Wanneer groeien eekhoorntjesbrood?

Wanneer groeien eekhoorntjesbrood?

Het eekhoorntjesbroodseizoen begint in juni

In principe kunt u tussen mei / juni en november verse boletus-paddenstoelen verzamelen - mits het weer goed is. Een goed boletusjaar begint met een vochtige lente. Als het echter te droog is, zal het plezier van verzamelen in de herfst hoogstwaarschijnlijk bewolkt zijn. Het lange seizoen is te wijten aan het feit dat er verschillende soorten boletus zijn die op verschillende tijdstippen in het bos te vinden zijn.

lees ook

  • Kun je zelf eekhoorntjesbrood kweken?
  • Vind eekhoorntjesbrood - tips en trucs voor enthousiaste verzamelaars
  • Porcini-paddenstoelen schoonmaken - hoe u het goed doet

Zomerboleet luidt het seizoen in

De zogenaamde zomerboleet (Boletus reticulatus) is het begin. Op sommige plaatsen en bij geschikt weer kan hij in mei worden verzameld op kalkrijke gronden en bij voorkeur in de buurt van beuken of eiken. In tegenstelling tot de sparrenboletus heeft de zomerboletus een doffe, soms fijn geschubde, gescheurde hoedenhuid. Het handvat, dat duidelijk is gemarkeerd met een net, is ook veel donkerder. Het is een van de eerste boletussen van het jaar en wordt vaak zwaar aangetast door maden. Als de herfst mild en warm is, komt het soms voor in oktober.

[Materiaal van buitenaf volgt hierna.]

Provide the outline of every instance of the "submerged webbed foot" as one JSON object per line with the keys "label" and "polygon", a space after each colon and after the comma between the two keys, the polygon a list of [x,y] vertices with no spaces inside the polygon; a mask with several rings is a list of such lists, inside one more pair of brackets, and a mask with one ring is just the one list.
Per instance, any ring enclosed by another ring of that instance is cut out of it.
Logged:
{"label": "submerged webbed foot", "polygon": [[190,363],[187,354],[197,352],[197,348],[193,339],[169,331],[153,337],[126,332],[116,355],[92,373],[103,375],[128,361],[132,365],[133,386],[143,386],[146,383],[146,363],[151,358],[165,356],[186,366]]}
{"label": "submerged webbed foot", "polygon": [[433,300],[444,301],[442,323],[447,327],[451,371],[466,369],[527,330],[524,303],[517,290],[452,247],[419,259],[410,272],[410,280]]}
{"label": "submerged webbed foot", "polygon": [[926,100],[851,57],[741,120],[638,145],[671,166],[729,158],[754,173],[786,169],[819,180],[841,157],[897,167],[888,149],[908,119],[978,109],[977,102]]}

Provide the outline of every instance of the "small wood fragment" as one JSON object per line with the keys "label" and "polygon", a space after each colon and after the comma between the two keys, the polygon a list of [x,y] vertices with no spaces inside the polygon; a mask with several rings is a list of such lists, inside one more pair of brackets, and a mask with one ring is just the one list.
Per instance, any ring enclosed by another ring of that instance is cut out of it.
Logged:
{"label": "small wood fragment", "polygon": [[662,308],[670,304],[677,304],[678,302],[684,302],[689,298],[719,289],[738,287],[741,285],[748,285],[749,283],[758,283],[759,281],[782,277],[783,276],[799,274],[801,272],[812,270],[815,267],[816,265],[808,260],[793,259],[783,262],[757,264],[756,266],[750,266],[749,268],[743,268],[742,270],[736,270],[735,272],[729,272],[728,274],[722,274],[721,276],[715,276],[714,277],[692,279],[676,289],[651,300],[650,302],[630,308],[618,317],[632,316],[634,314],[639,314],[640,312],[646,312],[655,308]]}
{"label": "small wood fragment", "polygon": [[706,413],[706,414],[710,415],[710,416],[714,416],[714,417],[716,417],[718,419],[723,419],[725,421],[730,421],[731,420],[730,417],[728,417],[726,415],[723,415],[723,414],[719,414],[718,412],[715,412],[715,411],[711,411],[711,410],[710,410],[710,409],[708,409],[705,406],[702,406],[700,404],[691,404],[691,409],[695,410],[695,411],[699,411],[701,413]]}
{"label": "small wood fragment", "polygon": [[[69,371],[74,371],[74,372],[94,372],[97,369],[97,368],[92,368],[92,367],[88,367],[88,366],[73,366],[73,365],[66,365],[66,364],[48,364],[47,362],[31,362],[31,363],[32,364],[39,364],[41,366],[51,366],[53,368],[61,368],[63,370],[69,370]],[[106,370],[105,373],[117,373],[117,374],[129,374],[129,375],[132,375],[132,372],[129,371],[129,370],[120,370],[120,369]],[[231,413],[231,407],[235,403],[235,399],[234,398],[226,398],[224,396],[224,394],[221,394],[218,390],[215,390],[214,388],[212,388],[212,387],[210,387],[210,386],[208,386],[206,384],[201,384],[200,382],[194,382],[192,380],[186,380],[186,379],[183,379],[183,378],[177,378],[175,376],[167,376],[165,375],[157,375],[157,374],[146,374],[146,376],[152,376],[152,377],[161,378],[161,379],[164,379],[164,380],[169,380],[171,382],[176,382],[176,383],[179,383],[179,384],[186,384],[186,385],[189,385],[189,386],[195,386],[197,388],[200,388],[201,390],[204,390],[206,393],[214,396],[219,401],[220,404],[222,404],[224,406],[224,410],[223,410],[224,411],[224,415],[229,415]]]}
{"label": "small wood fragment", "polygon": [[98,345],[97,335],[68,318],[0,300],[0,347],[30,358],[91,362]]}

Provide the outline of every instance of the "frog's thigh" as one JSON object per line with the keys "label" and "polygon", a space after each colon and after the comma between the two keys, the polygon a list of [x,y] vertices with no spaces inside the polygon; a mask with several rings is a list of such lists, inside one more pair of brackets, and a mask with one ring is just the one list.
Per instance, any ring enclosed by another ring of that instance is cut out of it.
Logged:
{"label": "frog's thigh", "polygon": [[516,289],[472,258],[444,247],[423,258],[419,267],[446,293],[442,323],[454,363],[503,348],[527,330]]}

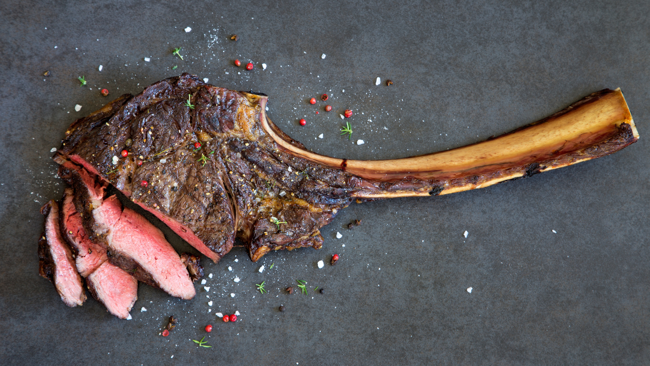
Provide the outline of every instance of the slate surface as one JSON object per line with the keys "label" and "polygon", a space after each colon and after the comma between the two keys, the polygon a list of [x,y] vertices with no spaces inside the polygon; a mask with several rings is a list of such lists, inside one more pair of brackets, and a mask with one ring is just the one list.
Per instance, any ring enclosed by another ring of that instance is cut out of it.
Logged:
{"label": "slate surface", "polygon": [[[3,1],[0,364],[647,364],[649,12],[647,1]],[[38,208],[64,188],[50,149],[75,119],[181,72],[268,94],[284,131],[341,158],[462,146],[606,87],[621,87],[642,138],[530,179],[353,204],[324,228],[321,250],[253,263],[240,248],[206,263],[210,292],[192,301],[141,285],[131,320],[93,300],[68,308],[37,270]],[[307,103],[322,92],[332,112]],[[363,145],[339,135],[346,108]],[[333,253],[339,263],[318,269]],[[325,294],[281,290],[296,279]],[[214,315],[235,311],[235,324]],[[163,338],[170,315],[179,325]],[[213,348],[199,348],[190,339],[209,323]]]}

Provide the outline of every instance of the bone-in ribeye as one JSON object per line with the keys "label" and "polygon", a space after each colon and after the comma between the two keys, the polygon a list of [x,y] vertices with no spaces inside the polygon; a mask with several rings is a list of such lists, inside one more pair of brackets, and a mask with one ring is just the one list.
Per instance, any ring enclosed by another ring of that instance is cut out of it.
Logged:
{"label": "bone-in ribeye", "polygon": [[482,143],[346,160],[283,134],[266,116],[266,101],[183,74],[75,121],[55,160],[110,182],[215,262],[236,237],[257,260],[270,250],[320,248],[319,229],[354,200],[485,187],[607,155],[638,138],[623,94],[605,89]]}

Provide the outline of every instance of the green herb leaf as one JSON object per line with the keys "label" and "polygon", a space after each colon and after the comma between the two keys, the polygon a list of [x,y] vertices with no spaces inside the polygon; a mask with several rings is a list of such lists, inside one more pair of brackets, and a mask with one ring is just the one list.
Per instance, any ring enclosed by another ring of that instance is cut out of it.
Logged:
{"label": "green herb leaf", "polygon": [[341,132],[342,132],[341,135],[349,134],[348,135],[348,140],[352,137],[352,126],[350,124],[349,122],[345,122],[345,127],[341,128]]}
{"label": "green herb leaf", "polygon": [[172,53],[172,55],[176,55],[178,56],[182,60],[183,59],[183,56],[181,56],[181,53],[179,53],[179,51],[181,51],[181,48],[180,47],[179,47],[178,48],[174,48],[174,53]]}

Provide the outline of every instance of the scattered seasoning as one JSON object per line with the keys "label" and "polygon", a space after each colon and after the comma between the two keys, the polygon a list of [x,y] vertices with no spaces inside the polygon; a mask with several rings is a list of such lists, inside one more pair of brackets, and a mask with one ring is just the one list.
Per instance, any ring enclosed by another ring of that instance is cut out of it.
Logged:
{"label": "scattered seasoning", "polygon": [[296,279],[296,282],[298,282],[298,287],[300,289],[300,290],[302,290],[302,293],[305,294],[306,295],[308,294],[307,293],[307,286],[306,286],[307,281]]}
{"label": "scattered seasoning", "polygon": [[207,342],[207,341],[203,341],[203,339],[205,339],[205,336],[203,335],[203,337],[202,338],[200,341],[196,341],[196,339],[192,339],[192,341],[194,343],[198,343],[199,346],[200,346],[202,347],[205,347],[206,348],[211,348],[212,346],[206,346],[206,345],[204,345],[204,343],[205,343],[206,342]]}
{"label": "scattered seasoning", "polygon": [[172,55],[176,55],[178,56],[182,60],[183,59],[183,56],[181,55],[181,53],[179,52],[180,51],[181,51],[181,48],[180,47],[179,47],[178,48],[174,48],[174,52],[172,52]]}
{"label": "scattered seasoning", "polygon": [[183,104],[183,106],[185,106],[185,107],[189,107],[190,109],[194,109],[194,105],[192,104],[190,102],[191,101],[190,100],[190,98],[191,98],[191,96],[192,96],[191,94],[187,94],[187,102],[185,102],[185,104]]}
{"label": "scattered seasoning", "polygon": [[[257,287],[257,290],[259,290],[259,292],[261,292],[261,293],[263,293],[263,294],[265,293],[265,292],[268,292],[268,291],[266,291],[266,290],[264,289],[264,284],[266,282],[266,281],[263,281],[262,283],[260,283],[260,284],[255,284],[255,286]],[[235,320],[233,320],[233,321],[234,322]]]}
{"label": "scattered seasoning", "polygon": [[352,137],[352,126],[350,124],[349,122],[345,122],[345,127],[341,129],[341,135],[345,135],[346,134],[349,134],[348,136],[348,139],[349,140]]}

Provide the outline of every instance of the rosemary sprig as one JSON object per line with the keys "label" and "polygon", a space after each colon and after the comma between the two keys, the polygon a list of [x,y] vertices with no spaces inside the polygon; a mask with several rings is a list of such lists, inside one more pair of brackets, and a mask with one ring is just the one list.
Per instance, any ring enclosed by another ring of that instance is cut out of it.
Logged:
{"label": "rosemary sprig", "polygon": [[200,346],[202,347],[205,347],[206,348],[211,348],[212,346],[205,346],[205,345],[203,345],[203,343],[207,343],[207,341],[203,341],[203,339],[205,339],[205,336],[203,335],[203,337],[202,338],[200,341],[197,341],[196,339],[192,339],[192,341],[194,342],[194,343],[198,343],[199,346]]}
{"label": "rosemary sprig", "polygon": [[296,279],[296,282],[298,282],[298,287],[300,287],[301,290],[302,290],[302,293],[305,294],[306,295],[307,295],[307,281],[300,281],[300,279]]}
{"label": "rosemary sprig", "polygon": [[352,126],[350,124],[349,122],[345,122],[345,127],[341,129],[341,135],[345,135],[346,134],[349,134],[348,135],[348,139],[349,140],[352,137]]}
{"label": "rosemary sprig", "polygon": [[264,289],[264,284],[266,282],[266,281],[263,281],[261,283],[259,283],[259,284],[257,284],[256,283],[255,285],[255,286],[257,287],[257,290],[259,290],[259,292],[261,292],[261,293],[263,293],[263,294],[265,293],[265,292],[268,292],[268,291],[266,291],[266,290]]}
{"label": "rosemary sprig", "polygon": [[183,59],[183,56],[181,55],[181,53],[179,53],[180,51],[181,51],[181,48],[180,47],[179,47],[178,48],[174,48],[174,52],[172,54],[172,55],[176,55],[178,56],[182,60]]}
{"label": "rosemary sprig", "polygon": [[278,221],[278,219],[276,218],[271,218],[271,221],[273,223],[276,224],[276,225],[278,227],[278,231],[280,231],[280,224],[281,223],[288,223],[287,221]]}
{"label": "rosemary sprig", "polygon": [[190,97],[192,96],[190,94],[187,94],[187,102],[183,104],[185,107],[189,107],[190,109],[194,109],[194,105],[190,103]]}

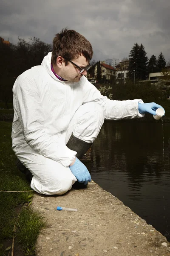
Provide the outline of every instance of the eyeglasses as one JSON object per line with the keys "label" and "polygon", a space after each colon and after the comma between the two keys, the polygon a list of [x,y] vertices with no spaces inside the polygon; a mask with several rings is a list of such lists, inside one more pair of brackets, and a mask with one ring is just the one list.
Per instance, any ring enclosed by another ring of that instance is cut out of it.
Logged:
{"label": "eyeglasses", "polygon": [[67,60],[67,61],[70,61],[70,62],[72,63],[74,66],[75,66],[75,67],[76,67],[78,68],[79,70],[80,70],[80,74],[82,74],[82,73],[83,73],[84,72],[84,71],[85,71],[85,70],[87,70],[87,69],[90,66],[90,65],[88,65],[87,67],[83,67],[83,68],[82,68],[81,67],[79,67],[79,66],[78,66],[78,65],[77,65],[76,64],[75,64],[75,63],[73,62],[73,61],[71,61],[69,60],[69,59],[68,59],[66,58],[64,58],[65,59],[65,60]]}

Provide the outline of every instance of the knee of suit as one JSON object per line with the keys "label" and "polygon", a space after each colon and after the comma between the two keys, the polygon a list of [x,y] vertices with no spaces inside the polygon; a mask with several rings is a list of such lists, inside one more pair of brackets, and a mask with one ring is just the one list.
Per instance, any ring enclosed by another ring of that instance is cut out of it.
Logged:
{"label": "knee of suit", "polygon": [[54,178],[52,182],[43,182],[42,184],[39,181],[36,180],[34,177],[31,186],[40,194],[61,195],[66,193],[71,189],[73,184],[76,180],[75,177],[74,179],[75,180],[72,175],[71,175],[70,177],[65,177],[60,180]]}

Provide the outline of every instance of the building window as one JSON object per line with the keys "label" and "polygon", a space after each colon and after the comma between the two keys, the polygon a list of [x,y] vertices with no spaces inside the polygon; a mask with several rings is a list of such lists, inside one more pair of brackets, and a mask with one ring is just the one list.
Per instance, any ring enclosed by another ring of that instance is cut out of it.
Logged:
{"label": "building window", "polygon": [[119,73],[117,74],[117,78],[122,79],[124,78],[124,73]]}

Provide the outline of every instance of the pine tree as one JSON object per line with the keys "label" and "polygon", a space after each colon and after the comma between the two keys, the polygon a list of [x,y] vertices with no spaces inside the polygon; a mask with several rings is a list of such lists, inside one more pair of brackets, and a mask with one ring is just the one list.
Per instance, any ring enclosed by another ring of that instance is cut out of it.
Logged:
{"label": "pine tree", "polygon": [[138,78],[142,80],[146,80],[147,76],[147,63],[148,59],[147,52],[142,44],[139,50],[138,75]]}
{"label": "pine tree", "polygon": [[162,70],[165,67],[166,67],[166,61],[164,57],[164,56],[162,54],[162,52],[161,52],[161,53],[159,54],[157,64],[157,67],[158,68],[158,71],[161,72]]}
{"label": "pine tree", "polygon": [[154,73],[158,71],[157,67],[157,61],[156,57],[154,55],[152,55],[151,58],[149,59],[148,66],[148,70],[149,73]]}
{"label": "pine tree", "polygon": [[102,75],[101,75],[102,70],[101,70],[100,61],[99,61],[97,62],[97,70],[96,79],[99,82],[100,82],[101,80],[102,80]]}
{"label": "pine tree", "polygon": [[128,77],[131,80],[134,79],[134,74],[135,79],[138,77],[138,73],[139,64],[139,47],[138,43],[135,44],[129,55],[129,65]]}

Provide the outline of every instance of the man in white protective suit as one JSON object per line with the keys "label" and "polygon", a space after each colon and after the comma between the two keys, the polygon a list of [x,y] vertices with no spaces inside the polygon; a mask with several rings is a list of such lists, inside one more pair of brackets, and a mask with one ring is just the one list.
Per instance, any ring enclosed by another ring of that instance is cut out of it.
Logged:
{"label": "man in white protective suit", "polygon": [[156,115],[162,108],[141,99],[112,100],[101,95],[85,77],[93,54],[83,36],[62,29],[41,65],[24,72],[14,84],[12,149],[18,168],[38,193],[62,195],[75,183],[87,186],[91,176],[79,159],[105,119]]}

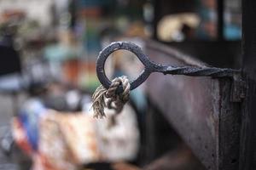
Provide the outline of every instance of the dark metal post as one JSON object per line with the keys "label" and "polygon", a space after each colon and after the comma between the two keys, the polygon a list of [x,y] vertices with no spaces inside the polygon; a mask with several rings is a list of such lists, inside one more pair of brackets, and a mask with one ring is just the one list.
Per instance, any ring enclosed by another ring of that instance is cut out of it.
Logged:
{"label": "dark metal post", "polygon": [[242,71],[247,96],[242,104],[240,170],[256,169],[256,1],[242,0]]}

Sparren en boletus volgen vanaf juli

Vanaf juli en, afhankelijk van het weer, tot november kun je eindelijk op zoek gaan naar de veel bekendere sparrenboletus (Boletus edulis). Heel jonge exemplaren - die in technische termen ook wel embryo's worden genoemd - worden vaak met hun stengels diep in de grond verzonken, zodat alleen de witte of bruinachtige hoed uitsteekt. Rijpe exemplaren zijn herkenbaar aan hun gele tot olijfgroene buismondjes en de langwerpige steel. Bij dennen vind je de zeldzame dennenboleet (Boletus pinophilus) met een roodbruine hoed en steel. De eveneens eetbare zwarte boletus (Boletus aereus) heeft daarentegen een opvallend donkere, zwartachtige hoed.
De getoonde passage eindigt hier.